Did you know that the food you eat may affect your breathing? Your body uses food as fuel to power all the activities you do. Oxygen and food work to process the food you consume. The process of changing food into fuel is called metabolism. Carbon dioxide is the waste product produced from this process. Metabolism of carbohydrates produces the most carbon dioxide and fat produces the least. If you have been diagnosed with COPD, consuming a diet with less carbohydrates and more fat might help you breathe easier.
Proper mix of nutrients will help you breathe easier. A well-nourished body is better able to handle infections that might result in serious ailments. A healthy weight also helps manage your breathing and lung health. You should work with your health care team to ensure you have a good variety of foods and a healthy diet plan.
Here are some nutrition guidelines to consider for healthy breathing*:
Choose complex carbohydrates such as whole grain bread and pasta, fresh fruits and vegetables.
Limit simple carbohydrates such as table sugar, candy, cake and regular soft drinks.

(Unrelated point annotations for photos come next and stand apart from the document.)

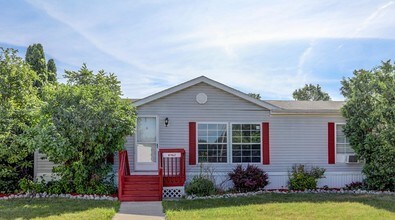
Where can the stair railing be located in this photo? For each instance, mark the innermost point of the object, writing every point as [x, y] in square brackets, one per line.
[123, 170]
[172, 162]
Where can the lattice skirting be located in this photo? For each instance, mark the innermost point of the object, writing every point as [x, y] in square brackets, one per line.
[173, 192]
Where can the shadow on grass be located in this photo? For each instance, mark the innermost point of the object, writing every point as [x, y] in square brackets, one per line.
[41, 208]
[385, 202]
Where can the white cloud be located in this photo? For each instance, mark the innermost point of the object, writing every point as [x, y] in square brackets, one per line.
[151, 45]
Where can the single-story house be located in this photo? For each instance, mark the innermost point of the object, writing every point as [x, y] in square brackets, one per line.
[203, 123]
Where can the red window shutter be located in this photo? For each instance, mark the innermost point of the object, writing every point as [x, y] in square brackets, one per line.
[331, 143]
[192, 143]
[265, 143]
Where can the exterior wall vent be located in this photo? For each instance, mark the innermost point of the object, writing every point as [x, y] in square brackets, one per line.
[201, 98]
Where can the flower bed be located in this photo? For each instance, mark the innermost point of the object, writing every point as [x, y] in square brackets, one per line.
[69, 196]
[285, 191]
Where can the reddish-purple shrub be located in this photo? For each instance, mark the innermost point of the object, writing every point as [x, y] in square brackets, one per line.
[252, 178]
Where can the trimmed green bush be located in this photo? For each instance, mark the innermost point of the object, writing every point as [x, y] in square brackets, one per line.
[301, 179]
[200, 186]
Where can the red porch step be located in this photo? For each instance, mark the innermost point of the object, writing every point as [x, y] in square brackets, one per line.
[141, 188]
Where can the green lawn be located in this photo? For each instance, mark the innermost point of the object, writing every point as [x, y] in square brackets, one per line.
[285, 206]
[57, 208]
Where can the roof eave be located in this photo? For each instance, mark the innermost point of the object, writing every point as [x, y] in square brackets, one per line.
[210, 82]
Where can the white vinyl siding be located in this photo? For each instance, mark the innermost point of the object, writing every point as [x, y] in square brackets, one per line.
[246, 143]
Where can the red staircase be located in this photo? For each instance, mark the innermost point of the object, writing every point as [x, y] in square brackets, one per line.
[137, 187]
[171, 172]
[142, 188]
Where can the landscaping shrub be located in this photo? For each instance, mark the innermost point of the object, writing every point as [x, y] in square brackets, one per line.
[252, 178]
[355, 186]
[82, 124]
[200, 186]
[302, 179]
[19, 110]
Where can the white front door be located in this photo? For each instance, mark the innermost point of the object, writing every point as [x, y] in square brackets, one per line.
[146, 150]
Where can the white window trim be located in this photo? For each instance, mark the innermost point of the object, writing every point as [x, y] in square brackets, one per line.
[231, 142]
[197, 142]
[336, 124]
[229, 159]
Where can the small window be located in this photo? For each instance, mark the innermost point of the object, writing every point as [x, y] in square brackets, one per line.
[246, 143]
[342, 144]
[212, 143]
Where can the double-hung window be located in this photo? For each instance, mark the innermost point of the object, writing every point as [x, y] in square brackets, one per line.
[246, 143]
[212, 142]
[342, 144]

Eat 20-30 grams of fiber each day. This can be found in bread, pasta, nuts, seeds, fruits and vegetables.
Eat a good source of protein twice a day. This helps keep respiratory muscles strong. Protein includes milk, eggs, cheese, meat, fish, poultry, nuts and dried beans or peas.
Choose mono- and poly- unsaturated fats that don’t contain cholesterol. Examples are canola, safflower and corn oils.

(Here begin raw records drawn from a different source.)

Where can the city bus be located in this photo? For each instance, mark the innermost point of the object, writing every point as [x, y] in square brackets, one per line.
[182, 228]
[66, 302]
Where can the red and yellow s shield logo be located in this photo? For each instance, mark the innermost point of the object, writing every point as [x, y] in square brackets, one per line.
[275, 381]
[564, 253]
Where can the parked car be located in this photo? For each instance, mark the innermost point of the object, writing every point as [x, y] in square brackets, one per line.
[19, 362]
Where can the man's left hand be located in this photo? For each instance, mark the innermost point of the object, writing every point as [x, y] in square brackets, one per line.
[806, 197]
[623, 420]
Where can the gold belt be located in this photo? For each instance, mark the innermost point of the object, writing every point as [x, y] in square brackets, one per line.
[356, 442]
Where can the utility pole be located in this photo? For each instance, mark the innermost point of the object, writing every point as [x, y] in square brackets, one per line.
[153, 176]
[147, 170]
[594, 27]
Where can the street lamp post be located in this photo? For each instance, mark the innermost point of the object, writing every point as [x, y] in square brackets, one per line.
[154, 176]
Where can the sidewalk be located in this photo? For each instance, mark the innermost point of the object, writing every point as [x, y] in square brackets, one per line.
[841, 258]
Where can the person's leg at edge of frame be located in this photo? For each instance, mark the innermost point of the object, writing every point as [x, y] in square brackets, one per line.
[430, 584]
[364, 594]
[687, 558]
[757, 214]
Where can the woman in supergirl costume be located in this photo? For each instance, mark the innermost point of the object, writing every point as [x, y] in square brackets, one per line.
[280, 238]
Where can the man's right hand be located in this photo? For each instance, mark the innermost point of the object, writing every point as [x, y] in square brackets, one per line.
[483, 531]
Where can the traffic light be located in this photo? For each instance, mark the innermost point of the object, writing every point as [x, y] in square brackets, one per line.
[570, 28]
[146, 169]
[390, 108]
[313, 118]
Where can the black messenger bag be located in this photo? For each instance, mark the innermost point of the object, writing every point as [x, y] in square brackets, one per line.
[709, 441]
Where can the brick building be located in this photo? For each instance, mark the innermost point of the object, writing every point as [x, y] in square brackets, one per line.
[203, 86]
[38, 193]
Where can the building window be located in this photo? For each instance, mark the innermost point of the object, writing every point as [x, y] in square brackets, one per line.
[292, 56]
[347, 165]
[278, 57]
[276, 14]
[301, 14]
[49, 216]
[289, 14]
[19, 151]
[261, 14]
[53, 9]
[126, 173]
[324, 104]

Limit foods that contain trans-fat and saturated-fats such as butter, lard, fat and skin from meat, hydrogenated vegetable oil, shortening, fried foods and cookies.
Check your weight regularly. If you continue to significantly lose or gain weight while following a recommended diet, see your health care professional.
If assisting a loved one with breathing or other chronic lung issues, offer to help them shop for food. Choose foods that are easy to prepare. Encourage them to rest before eating and to eat earlier in the day to ensure that they eat before they get tired. Avoiding foods that cause gas or bloating will help make breathing easier. Eating smaller meals four to six times a day helps the diaphragm move freely and lets lungs fill easier. Consider drinking liquids an hour after eating to prevent feeling full.
While recuperating in a skilled nursing and rehabilitation center such as Heartland or ManorCare, the dietitian will help to create a meal plan to meet nutritional goals and provide education and assistance on continuing this when returning home. Assisted living centers such as Arden Courts memory care communities will also provide a meal plan that meets the resident’s nutritional goals as well as the desire for independence while eating.